Spontaneous and stimulus-driven arousal produce distinct acetylcholine dynamics across sensory and prefrontal cortex

Acetylcholine (ACh) release from the basal forebrain has traditionally been viewed as a slow, spatially diffuse signal regulating cortical arousal across sleep and wakefulness. Recent characterizations with higher resolution optical sensors have revealed rapid, local cholinergic modulation supporting dynamic changes in sensory processing, associative learning, and behavioral state. However, sensory events that recruit cortical ACh often also change arousal and evoke movements, making it difficult to determine whether ACh transients reflect sensory features of environmental stimuli or the behavioral state changes that accompany sensory stimulation. To separate these contributions, we performed optic fiber recordings of a genetically encoded ACh fluorescent sensor in the auditory, visual, and prefrontal cortex of awake, head-fixed mice while monitoring pupil size and facial movements. Across cortical areas, ACh release tracked spontaneous fluctuations in arousal state, as indexed by pupil dilation and orofacial movements.
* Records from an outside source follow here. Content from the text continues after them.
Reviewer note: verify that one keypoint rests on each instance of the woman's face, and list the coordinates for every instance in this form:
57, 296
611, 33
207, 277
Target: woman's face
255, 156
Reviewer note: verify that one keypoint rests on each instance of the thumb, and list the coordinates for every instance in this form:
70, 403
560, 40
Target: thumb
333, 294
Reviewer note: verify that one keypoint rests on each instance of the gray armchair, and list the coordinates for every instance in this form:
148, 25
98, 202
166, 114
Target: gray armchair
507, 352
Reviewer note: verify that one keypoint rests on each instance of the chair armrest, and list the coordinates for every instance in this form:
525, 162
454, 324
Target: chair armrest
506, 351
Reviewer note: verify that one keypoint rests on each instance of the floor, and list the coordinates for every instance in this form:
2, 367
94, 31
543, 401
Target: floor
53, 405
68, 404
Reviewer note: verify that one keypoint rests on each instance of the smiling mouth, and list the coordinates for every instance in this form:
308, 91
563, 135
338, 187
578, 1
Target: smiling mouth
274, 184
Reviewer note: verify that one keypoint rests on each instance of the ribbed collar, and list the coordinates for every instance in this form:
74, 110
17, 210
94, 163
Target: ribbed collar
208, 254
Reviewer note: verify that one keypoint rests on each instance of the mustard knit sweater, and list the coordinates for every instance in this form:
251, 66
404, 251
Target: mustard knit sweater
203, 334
Sensory stimuli also evoked rapid ACh transients, with sounds producing larger and more widespread responses than visual stimuli. Because sounds also elicited time-locked pupil dilations and facial movements, we used multivariate modeling to estimate the relative contributions of stimulus features, arousal, and behavior to cortical ACh dynamics. We identified a regional dissociation: sound-evoked ACh release in prefrontal cortex was largely explained by arousal- and movement-related variables, whereas auditory cortical ACh release retained a stronger relationship to stimulus features. These findings show that cortical ACh signaling reflects both shared arousal state and area-specific sensory processing and demonstrate that sound is especially effective at recruiting rapid, widespread cholinergic modulation across cortex.